Other companies have arrived at similar conclusions through different routes. Parsley Health, which operates functional-medicine practices across the U.S., has long positioned itself as an alternative to standard primary care by extending appointment times and integrating nutrition, mental health, and lifestyle counseling into treatment plans. Founder Robin Berzin has described conventional care as structurally siloed, with mental and physical health treated as separate tracks. “They literally have different departments,” she said in an interview with Wired, describing a system where connections are often left for patients to make on their own.

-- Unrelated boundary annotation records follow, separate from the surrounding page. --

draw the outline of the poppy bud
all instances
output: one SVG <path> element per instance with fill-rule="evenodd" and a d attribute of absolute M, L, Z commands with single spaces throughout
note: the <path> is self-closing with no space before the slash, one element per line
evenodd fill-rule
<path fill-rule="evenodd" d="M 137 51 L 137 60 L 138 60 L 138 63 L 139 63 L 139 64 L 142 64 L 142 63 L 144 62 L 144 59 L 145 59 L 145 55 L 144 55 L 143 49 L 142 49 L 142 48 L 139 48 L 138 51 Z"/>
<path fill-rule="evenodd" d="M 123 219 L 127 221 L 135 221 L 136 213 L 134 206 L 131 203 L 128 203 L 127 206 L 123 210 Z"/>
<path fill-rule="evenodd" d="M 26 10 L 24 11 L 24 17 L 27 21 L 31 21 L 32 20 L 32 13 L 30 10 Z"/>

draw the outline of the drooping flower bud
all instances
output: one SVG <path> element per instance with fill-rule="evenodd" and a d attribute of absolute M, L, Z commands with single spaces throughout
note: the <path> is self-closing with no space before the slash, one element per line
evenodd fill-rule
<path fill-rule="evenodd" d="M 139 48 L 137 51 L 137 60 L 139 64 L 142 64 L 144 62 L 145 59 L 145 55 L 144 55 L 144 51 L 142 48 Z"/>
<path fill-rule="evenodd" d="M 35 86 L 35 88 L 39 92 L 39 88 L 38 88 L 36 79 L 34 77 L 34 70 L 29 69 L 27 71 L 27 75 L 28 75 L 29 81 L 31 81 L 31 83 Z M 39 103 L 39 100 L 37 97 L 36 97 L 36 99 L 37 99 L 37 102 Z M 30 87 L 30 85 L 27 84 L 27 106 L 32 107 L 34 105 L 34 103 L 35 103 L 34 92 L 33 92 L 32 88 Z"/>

Membership-based recovery studios have also leaned into routine as the product. Restore Hyper Wellness, which operates more than 200 locations, has expanded nationally around recurring memberships that bundle IV therapy and recovery treatments, framing consistency as something people subscribe to rather than schedule piecemeal. The model is not positioned as medical care, but it occupies the same practical space in people’s lives: a recurring, managed approach to feeling better.
Back in London, Healf’s growth sits comfortably inside this broader landscape. The company has reported annual revenue exceeding £100 million and continues to frame its offering around personalization that reduces choice rather than multiplies it. Harris describes the appeal simply: “They’re not trying to tell you how to live; they’re helping you find what works for you.”